15 comments on “Times Cryptic Jumbo No 1587 – 3rd December”

  1. DNK QUAD (bike), AMILDAR, FARADAY CAGE. I thought clueing PREAMP with ‘amplifier’ was less than ept. 54ac FEMININE RHYME is barely cryptic. And we have yet another example, at 11d, of Teddy Boys being delinquents; setters just won’t learn, it seems. No problem with QUADRICEPS, which is both singular and plural. I parsed AQUIFER as John did; the vowels and R, though, are still voiced. You’ve come across PAT, John, in Hamlet: When Claudius is praying, Hamlet says, “Now might I do it pat. …” I liked 23ac LET SLIP… and 39ac MOT.

  2. I found this very hard and by the end I was using aids quite liberally to finish off some of the RH side clues.

    I managed ETHEREALLY but was unable to complete the parsing. I had a T unaccounted for as I was fixated on present = HERE.

  3. Been a bit over-crossworded lately, and never got round to doing this one. Looking at some of the clues and answers now, I think I have saved myself quite a lot of time!

    1. Quite probably. I’m looking forward to your unpicking of 1588 as I’ve got a lot of question marks in my notes!!!

  4. Abandoned after an hour with 20 per cent done. I saw another answer straight away when I looked back at it just now, and was tempted to carry on, but it didn’t take me long to decide again to write this one off. Great blog though. Educational

  5. Thanks for the blog John. I found this quite tough and took 1:44:29 to get it all wrapped up and parsed apart from 44d – good effort there! Pretty sure I’ve never seen that in a clue before.
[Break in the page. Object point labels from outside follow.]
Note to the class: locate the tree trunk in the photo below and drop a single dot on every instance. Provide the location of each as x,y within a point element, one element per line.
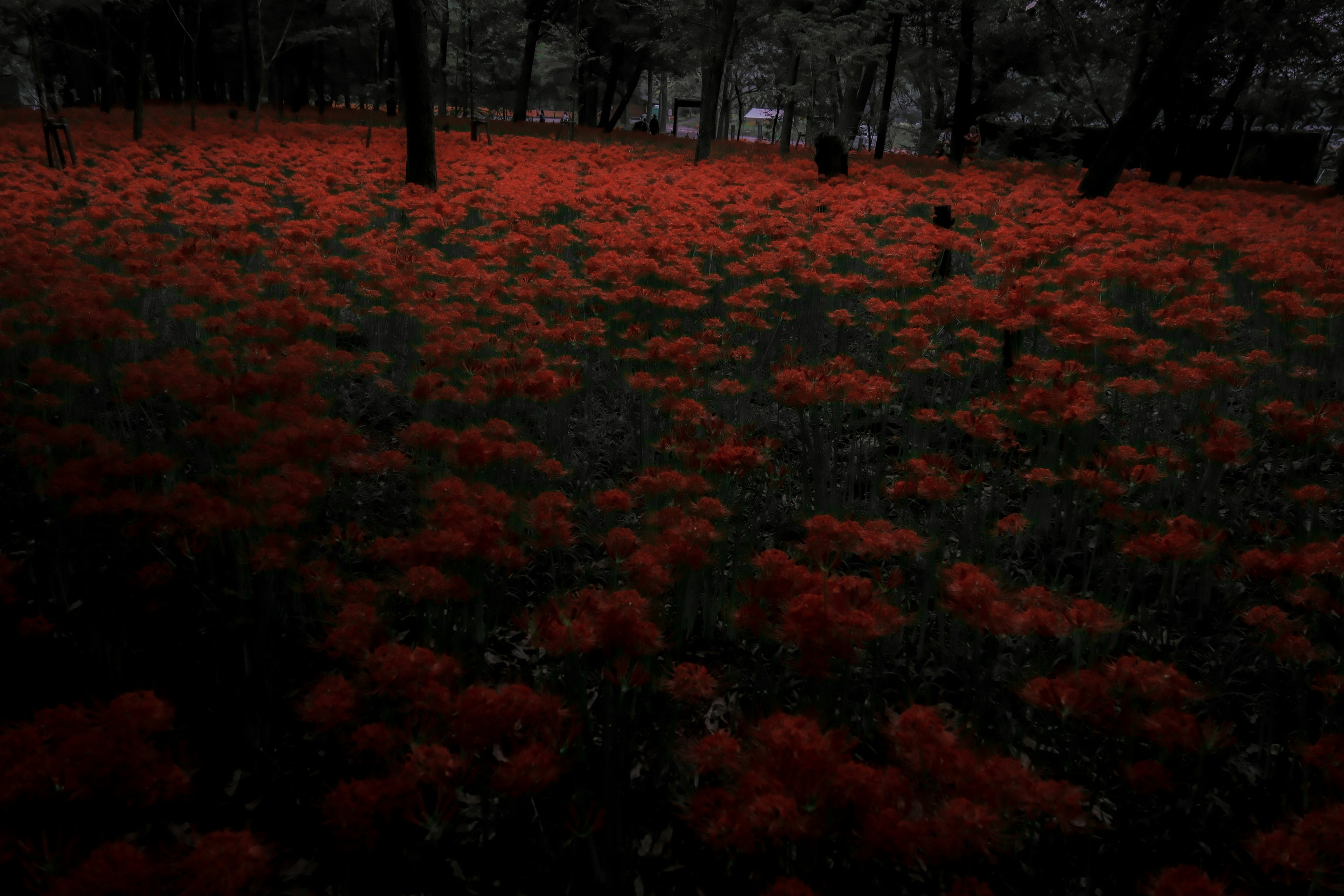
<point>394,89</point>
<point>322,77</point>
<point>195,53</point>
<point>443,66</point>
<point>252,85</point>
<point>787,119</point>
<point>38,83</point>
<point>634,84</point>
<point>714,56</point>
<point>1138,119</point>
<point>109,83</point>
<point>1143,41</point>
<point>1236,89</point>
<point>525,73</point>
<point>138,127</point>
<point>609,94</point>
<point>854,103</point>
<point>963,115</point>
<point>417,92</point>
<point>886,86</point>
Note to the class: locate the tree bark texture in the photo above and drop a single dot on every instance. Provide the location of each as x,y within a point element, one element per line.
<point>138,127</point>
<point>109,83</point>
<point>1143,41</point>
<point>632,85</point>
<point>888,86</point>
<point>963,115</point>
<point>714,56</point>
<point>417,92</point>
<point>1138,119</point>
<point>787,119</point>
<point>525,70</point>
<point>855,101</point>
<point>609,93</point>
<point>252,81</point>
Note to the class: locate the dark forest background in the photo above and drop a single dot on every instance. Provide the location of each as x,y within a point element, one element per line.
<point>1256,88</point>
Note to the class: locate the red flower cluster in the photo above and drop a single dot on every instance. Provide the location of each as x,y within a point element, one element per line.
<point>974,596</point>
<point>1131,696</point>
<point>936,801</point>
<point>1311,847</point>
<point>826,616</point>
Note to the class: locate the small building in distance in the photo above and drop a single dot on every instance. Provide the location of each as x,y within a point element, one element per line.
<point>763,119</point>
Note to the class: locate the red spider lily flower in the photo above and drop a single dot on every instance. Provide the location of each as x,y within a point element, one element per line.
<point>1328,684</point>
<point>824,617</point>
<point>80,753</point>
<point>969,887</point>
<point>1148,777</point>
<point>1184,880</point>
<point>1131,696</point>
<point>1287,636</point>
<point>330,703</point>
<point>225,863</point>
<point>1327,754</point>
<point>720,751</point>
<point>112,868</point>
<point>1303,426</point>
<point>355,630</point>
<point>374,738</point>
<point>1183,540</point>
<point>428,583</point>
<point>527,770</point>
<point>931,477</point>
<point>1310,495</point>
<point>620,543</point>
<point>1226,442</point>
<point>550,519</point>
<point>691,683</point>
<point>828,539</point>
<point>788,887</point>
<point>613,500</point>
<point>1304,848</point>
<point>975,597</point>
<point>615,622</point>
<point>34,626</point>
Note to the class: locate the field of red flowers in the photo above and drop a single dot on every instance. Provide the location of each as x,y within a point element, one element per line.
<point>605,523</point>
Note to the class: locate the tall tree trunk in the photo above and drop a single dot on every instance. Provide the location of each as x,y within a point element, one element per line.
<point>714,56</point>
<point>525,72</point>
<point>195,54</point>
<point>38,81</point>
<point>109,83</point>
<point>888,85</point>
<point>854,103</point>
<point>632,85</point>
<point>443,65</point>
<point>417,92</point>
<point>790,104</point>
<point>963,115</point>
<point>322,77</point>
<point>394,64</point>
<point>252,80</point>
<point>344,75</point>
<point>1143,41</point>
<point>138,127</point>
<point>1135,123</point>
<point>1236,89</point>
<point>609,94</point>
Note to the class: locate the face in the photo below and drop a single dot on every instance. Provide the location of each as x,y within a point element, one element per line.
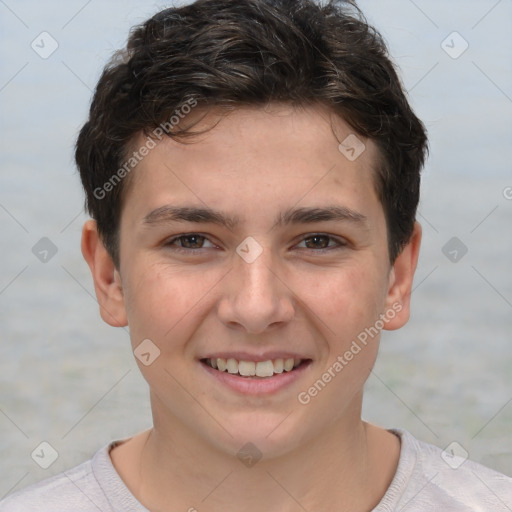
<point>287,260</point>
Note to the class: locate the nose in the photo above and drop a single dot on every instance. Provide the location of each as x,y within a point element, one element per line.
<point>256,297</point>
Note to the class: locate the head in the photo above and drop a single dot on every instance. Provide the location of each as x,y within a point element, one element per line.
<point>252,109</point>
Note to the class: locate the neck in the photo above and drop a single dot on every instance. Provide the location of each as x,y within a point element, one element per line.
<point>348,467</point>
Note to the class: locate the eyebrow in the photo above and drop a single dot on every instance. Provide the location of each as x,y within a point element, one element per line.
<point>303,215</point>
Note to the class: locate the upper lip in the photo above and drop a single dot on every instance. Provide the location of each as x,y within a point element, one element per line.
<point>246,356</point>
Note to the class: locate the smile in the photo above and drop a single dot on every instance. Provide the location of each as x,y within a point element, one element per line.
<point>260,369</point>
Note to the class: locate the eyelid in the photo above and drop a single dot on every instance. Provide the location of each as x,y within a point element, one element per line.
<point>341,242</point>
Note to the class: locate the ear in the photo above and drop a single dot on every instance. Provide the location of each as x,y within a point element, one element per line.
<point>400,282</point>
<point>107,280</point>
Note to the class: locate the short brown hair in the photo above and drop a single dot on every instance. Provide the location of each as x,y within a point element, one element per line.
<point>229,53</point>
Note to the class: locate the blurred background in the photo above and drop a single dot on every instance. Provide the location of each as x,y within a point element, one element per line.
<point>68,379</point>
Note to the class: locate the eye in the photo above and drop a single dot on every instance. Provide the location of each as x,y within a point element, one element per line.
<point>320,242</point>
<point>194,242</point>
<point>188,242</point>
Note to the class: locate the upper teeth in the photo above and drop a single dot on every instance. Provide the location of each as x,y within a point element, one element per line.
<point>251,368</point>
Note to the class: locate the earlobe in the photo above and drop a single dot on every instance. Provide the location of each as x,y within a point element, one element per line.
<point>107,281</point>
<point>400,282</point>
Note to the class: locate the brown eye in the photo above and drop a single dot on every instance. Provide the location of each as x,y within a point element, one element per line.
<point>320,242</point>
<point>189,242</point>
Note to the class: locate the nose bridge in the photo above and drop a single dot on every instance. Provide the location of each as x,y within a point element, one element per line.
<point>257,298</point>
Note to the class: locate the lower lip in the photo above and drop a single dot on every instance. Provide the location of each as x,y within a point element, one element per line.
<point>257,385</point>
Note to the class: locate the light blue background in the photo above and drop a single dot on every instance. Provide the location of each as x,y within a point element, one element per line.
<point>69,379</point>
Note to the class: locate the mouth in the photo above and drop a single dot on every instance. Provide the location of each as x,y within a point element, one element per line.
<point>256,369</point>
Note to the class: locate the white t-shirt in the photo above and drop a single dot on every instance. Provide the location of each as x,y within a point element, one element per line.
<point>423,482</point>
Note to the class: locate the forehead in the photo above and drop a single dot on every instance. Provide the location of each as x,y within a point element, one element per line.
<point>257,159</point>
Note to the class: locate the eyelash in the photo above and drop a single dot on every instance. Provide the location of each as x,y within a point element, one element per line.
<point>341,243</point>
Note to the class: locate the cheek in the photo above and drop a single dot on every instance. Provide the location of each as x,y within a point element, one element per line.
<point>345,298</point>
<point>162,300</point>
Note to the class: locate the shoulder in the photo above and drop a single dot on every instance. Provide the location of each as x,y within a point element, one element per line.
<point>76,490</point>
<point>430,479</point>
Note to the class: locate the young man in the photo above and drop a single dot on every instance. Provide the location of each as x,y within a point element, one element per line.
<point>252,169</point>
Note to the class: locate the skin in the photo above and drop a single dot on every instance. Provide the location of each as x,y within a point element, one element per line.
<point>255,163</point>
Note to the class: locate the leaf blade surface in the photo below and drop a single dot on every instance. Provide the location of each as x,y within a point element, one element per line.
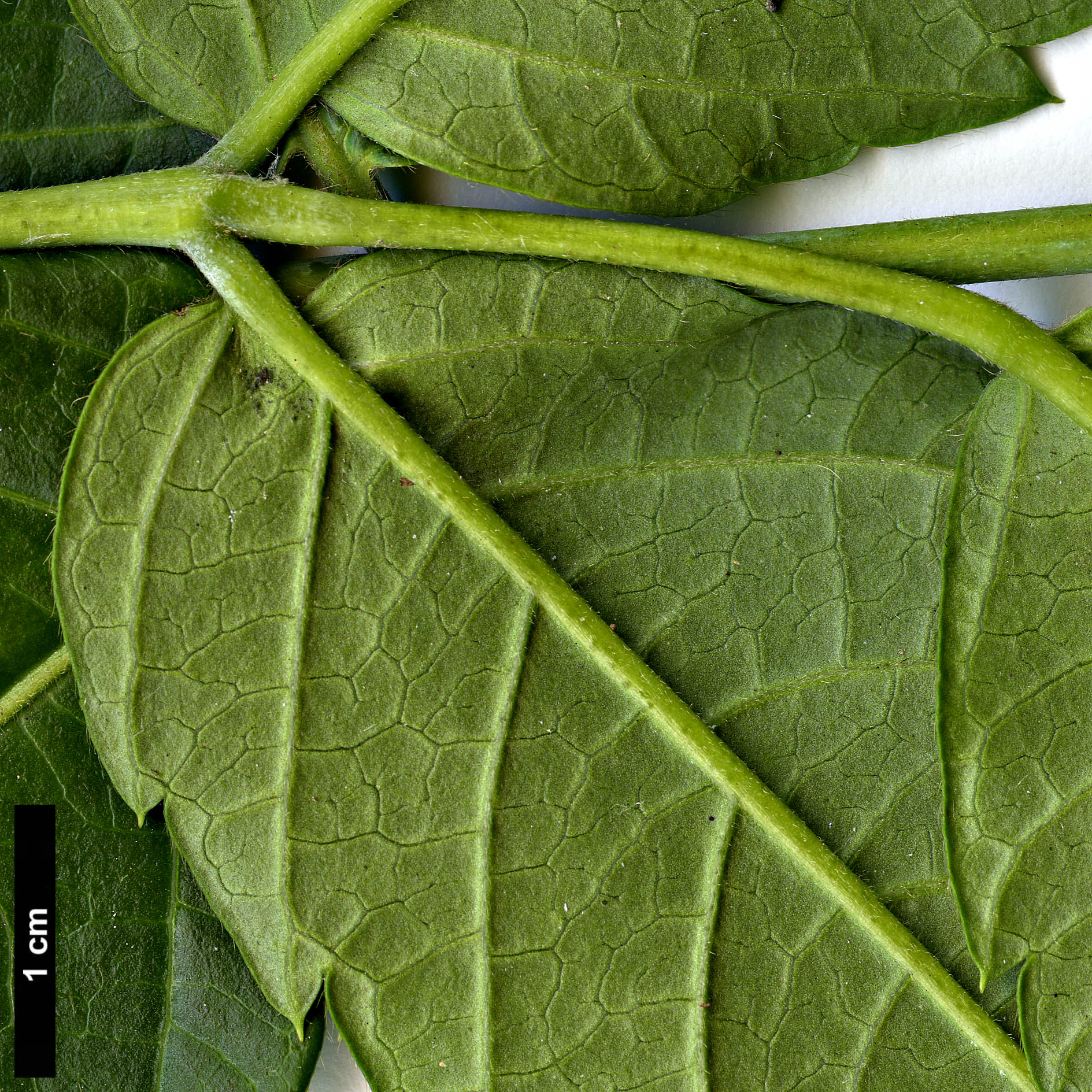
<point>669,109</point>
<point>485,843</point>
<point>69,118</point>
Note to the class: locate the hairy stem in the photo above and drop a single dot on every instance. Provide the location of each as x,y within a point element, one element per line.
<point>255,297</point>
<point>174,206</point>
<point>33,683</point>
<point>992,246</point>
<point>255,136</point>
<point>993,331</point>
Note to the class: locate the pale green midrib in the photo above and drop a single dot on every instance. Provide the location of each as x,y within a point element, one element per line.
<point>21,498</point>
<point>309,549</point>
<point>650,80</point>
<point>983,960</point>
<point>142,544</point>
<point>538,485</point>
<point>255,296</point>
<point>119,127</point>
<point>173,926</point>
<point>712,921</point>
<point>496,760</point>
<point>33,683</point>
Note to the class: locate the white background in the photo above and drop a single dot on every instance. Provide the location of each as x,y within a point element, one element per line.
<point>1041,158</point>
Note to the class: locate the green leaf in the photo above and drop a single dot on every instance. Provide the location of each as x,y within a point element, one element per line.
<point>67,117</point>
<point>393,775</point>
<point>1017,683</point>
<point>669,109</point>
<point>61,317</point>
<point>152,994</point>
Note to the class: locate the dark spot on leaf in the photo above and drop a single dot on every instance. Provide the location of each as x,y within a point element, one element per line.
<point>260,378</point>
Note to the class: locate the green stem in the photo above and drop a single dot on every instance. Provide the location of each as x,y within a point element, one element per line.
<point>255,136</point>
<point>173,206</point>
<point>157,209</point>
<point>991,246</point>
<point>328,152</point>
<point>33,683</point>
<point>258,302</point>
<point>993,331</point>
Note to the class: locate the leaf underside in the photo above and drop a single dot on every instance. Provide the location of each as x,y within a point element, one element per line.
<point>1017,687</point>
<point>664,108</point>
<point>393,775</point>
<point>152,993</point>
<point>67,117</point>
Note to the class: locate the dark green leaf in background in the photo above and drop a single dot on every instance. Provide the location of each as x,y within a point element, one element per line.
<point>394,775</point>
<point>65,116</point>
<point>664,108</point>
<point>152,994</point>
<point>1017,689</point>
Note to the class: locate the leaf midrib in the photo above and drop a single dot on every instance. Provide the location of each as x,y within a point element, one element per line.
<point>682,727</point>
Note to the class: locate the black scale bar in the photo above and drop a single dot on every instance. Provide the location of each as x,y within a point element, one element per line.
<point>35,925</point>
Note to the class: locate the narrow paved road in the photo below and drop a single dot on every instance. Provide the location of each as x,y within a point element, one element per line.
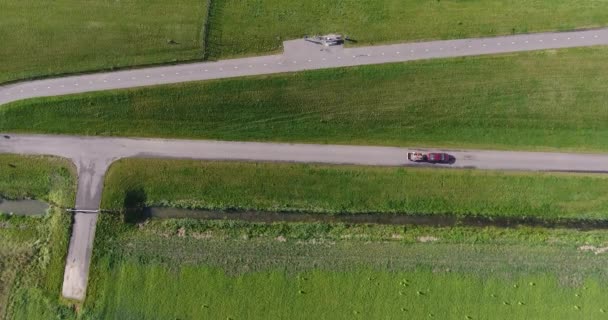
<point>301,55</point>
<point>93,155</point>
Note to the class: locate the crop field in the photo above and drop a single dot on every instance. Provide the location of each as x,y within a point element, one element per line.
<point>235,270</point>
<point>535,100</point>
<point>42,38</point>
<point>250,27</point>
<point>32,250</point>
<point>352,189</point>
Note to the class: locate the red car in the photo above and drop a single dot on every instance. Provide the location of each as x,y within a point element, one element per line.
<point>438,157</point>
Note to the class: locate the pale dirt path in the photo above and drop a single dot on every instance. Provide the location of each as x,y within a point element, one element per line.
<point>92,156</point>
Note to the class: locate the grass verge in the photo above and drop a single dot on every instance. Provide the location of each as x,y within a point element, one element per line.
<point>45,178</point>
<point>38,40</point>
<point>235,270</point>
<point>534,100</point>
<point>250,27</point>
<point>352,189</point>
<point>32,254</point>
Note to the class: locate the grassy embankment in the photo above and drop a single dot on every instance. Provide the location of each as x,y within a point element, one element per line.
<point>238,270</point>
<point>534,100</point>
<point>231,270</point>
<point>104,35</point>
<point>39,39</point>
<point>32,253</point>
<point>249,27</point>
<point>352,189</point>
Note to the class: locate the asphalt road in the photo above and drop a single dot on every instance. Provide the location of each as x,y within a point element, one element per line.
<point>93,155</point>
<point>301,55</point>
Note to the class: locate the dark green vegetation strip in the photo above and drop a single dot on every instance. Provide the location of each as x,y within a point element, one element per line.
<point>221,270</point>
<point>32,250</point>
<point>54,37</point>
<point>32,261</point>
<point>351,189</point>
<point>537,100</point>
<point>37,177</point>
<point>248,27</point>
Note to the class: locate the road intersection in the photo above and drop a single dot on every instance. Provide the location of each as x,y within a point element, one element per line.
<point>93,155</point>
<point>300,55</point>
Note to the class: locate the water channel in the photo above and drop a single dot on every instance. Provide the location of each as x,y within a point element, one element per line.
<point>373,218</point>
<point>23,207</point>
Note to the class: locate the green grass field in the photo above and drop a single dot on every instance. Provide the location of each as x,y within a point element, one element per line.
<point>66,36</point>
<point>352,189</point>
<point>229,270</point>
<point>38,40</point>
<point>32,253</point>
<point>249,27</point>
<point>535,100</point>
<point>38,177</point>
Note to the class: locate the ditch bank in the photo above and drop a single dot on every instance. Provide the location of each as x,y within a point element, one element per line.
<point>365,218</point>
<point>23,207</point>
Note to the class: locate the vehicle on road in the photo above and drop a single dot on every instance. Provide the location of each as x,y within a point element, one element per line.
<point>416,156</point>
<point>438,158</point>
<point>433,157</point>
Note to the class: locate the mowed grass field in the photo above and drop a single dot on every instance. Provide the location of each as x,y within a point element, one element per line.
<point>32,253</point>
<point>45,178</point>
<point>42,38</point>
<point>38,40</point>
<point>248,272</point>
<point>534,100</point>
<point>249,27</point>
<point>352,189</point>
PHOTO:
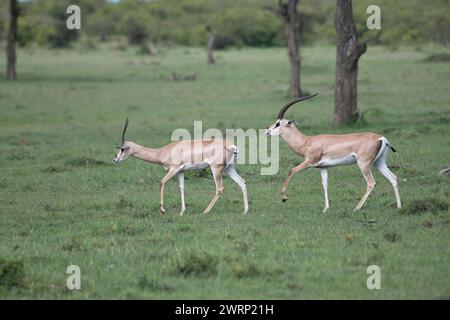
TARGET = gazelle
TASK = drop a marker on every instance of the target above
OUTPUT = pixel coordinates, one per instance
(326, 150)
(181, 156)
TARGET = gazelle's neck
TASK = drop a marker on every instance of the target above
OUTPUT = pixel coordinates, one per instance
(146, 154)
(295, 139)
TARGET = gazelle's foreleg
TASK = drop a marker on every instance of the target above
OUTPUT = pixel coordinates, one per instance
(303, 166)
(384, 170)
(217, 174)
(170, 174)
(181, 183)
(324, 176)
(365, 170)
(231, 172)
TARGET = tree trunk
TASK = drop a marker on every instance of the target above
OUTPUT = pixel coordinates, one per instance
(347, 55)
(11, 42)
(211, 39)
(290, 23)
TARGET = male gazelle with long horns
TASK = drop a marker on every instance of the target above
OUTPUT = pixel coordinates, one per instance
(326, 150)
(181, 156)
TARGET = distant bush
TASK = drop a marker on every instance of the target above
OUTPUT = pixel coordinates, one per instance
(12, 273)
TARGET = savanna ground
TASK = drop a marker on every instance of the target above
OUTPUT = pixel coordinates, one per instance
(63, 202)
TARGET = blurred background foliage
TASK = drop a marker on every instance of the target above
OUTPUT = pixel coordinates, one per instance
(234, 23)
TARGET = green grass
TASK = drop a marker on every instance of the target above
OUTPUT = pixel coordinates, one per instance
(62, 201)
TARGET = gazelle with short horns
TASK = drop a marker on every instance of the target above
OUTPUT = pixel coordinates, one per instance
(180, 156)
(326, 150)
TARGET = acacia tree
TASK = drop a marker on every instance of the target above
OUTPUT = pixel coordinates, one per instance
(348, 53)
(289, 15)
(11, 41)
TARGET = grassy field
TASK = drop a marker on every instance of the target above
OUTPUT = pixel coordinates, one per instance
(63, 202)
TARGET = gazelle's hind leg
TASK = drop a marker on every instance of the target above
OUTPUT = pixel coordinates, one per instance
(381, 165)
(324, 175)
(365, 170)
(181, 183)
(169, 174)
(231, 172)
(217, 174)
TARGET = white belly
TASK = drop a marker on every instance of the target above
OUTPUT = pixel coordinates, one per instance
(196, 166)
(347, 160)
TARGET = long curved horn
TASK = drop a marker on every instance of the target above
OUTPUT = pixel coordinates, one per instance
(124, 130)
(287, 106)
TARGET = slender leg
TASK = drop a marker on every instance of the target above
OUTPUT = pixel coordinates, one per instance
(304, 165)
(365, 169)
(324, 175)
(217, 174)
(384, 170)
(181, 182)
(231, 172)
(169, 174)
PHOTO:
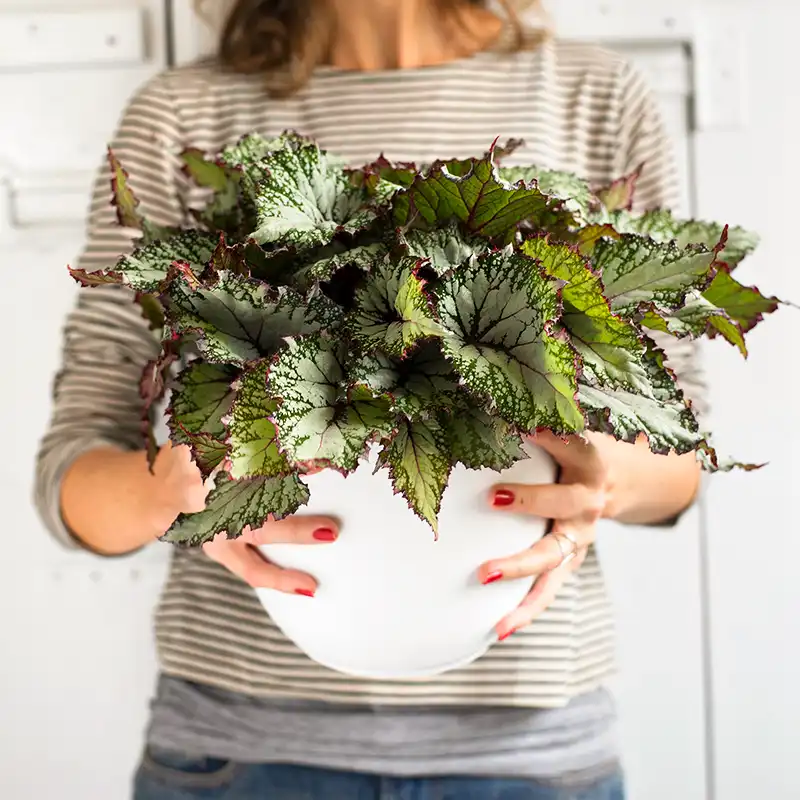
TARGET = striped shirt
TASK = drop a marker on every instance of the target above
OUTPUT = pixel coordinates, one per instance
(577, 108)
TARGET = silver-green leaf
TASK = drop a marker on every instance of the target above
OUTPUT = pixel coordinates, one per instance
(392, 311)
(240, 320)
(419, 462)
(319, 423)
(307, 197)
(252, 437)
(638, 271)
(233, 505)
(498, 313)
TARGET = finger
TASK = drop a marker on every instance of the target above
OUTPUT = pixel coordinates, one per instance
(542, 557)
(548, 553)
(295, 529)
(574, 453)
(549, 500)
(245, 561)
(542, 594)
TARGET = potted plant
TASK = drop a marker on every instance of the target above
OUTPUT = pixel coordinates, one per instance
(378, 343)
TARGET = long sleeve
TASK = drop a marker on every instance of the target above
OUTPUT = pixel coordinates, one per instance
(106, 341)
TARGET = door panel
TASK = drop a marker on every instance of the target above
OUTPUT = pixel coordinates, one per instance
(78, 666)
(80, 649)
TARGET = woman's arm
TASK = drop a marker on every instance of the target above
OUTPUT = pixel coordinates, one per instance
(644, 488)
(90, 481)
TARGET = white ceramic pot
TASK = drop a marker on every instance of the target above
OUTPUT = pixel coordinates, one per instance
(393, 602)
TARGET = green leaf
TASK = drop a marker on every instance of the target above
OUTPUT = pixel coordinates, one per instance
(619, 195)
(124, 200)
(418, 386)
(204, 172)
(252, 436)
(318, 425)
(665, 418)
(565, 186)
(497, 313)
(639, 271)
(364, 257)
(233, 505)
(473, 193)
(662, 226)
(392, 310)
(202, 397)
(419, 462)
(240, 320)
(222, 212)
(444, 248)
(152, 310)
(248, 154)
(95, 278)
(479, 440)
(696, 317)
(609, 346)
(307, 198)
(726, 308)
(744, 304)
(150, 268)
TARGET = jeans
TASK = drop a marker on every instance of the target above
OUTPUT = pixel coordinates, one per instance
(171, 776)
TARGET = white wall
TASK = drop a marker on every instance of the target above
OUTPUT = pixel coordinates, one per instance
(77, 663)
(752, 520)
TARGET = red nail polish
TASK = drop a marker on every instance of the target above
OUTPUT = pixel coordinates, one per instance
(502, 498)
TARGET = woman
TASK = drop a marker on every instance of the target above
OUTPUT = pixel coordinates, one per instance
(239, 712)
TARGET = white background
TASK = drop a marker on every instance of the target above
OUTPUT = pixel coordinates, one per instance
(708, 614)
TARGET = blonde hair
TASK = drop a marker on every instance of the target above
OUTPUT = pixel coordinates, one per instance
(286, 40)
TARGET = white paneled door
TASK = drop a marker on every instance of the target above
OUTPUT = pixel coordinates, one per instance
(77, 664)
(77, 667)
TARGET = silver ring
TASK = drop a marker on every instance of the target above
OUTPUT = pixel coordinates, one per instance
(566, 555)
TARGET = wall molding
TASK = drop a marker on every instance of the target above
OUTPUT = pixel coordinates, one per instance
(42, 40)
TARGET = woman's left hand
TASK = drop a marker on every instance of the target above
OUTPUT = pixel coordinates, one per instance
(575, 504)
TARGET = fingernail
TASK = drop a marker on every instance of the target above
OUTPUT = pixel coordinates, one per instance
(502, 498)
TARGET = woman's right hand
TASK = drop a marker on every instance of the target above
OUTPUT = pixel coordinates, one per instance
(181, 490)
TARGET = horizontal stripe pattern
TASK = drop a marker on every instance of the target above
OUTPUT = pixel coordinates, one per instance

    I just have a mild quibble with 9d as I’ve always thought the expression is “out of the woods” but the answer was clear enough.

    1. Thanks. Now you come to mention it, I, too, had a MER at 9d being in the singular, but I neglected to say so in the blog.

      1. ODE has ‘out of the wood (or woods)’, but the example sentences it gives all have ‘woods’.

        1. Now I come to check, Collins gives both as well. I can’t recall ever hearing it in the singular though.

  6. I’m well behind on jumbos at the moment so only just got round to this. I found it tricky but not terribly so: it took me about half an hour.
    Small point but I don’t think 1ac is semi-&Lit. ‘Address to yourself’ is the definition and the rest is wordplay.
    I’ve never seen OUT OF THE WOOD as a singular either.

  7. John, nothing to do with this crossword, but my comment will reach you: where can I find a blog of the Weekend Quick Cryptic 65, The Geese are Getting Fat, by you? And so far as remember the original contained various other links, and I can’t now find it.

    1. Hi Wil. Thanks for the interest in the Weekend QC. It is one of my favourites. See here. You may like to bookmark the link there to the index of all the crosswords for future reference.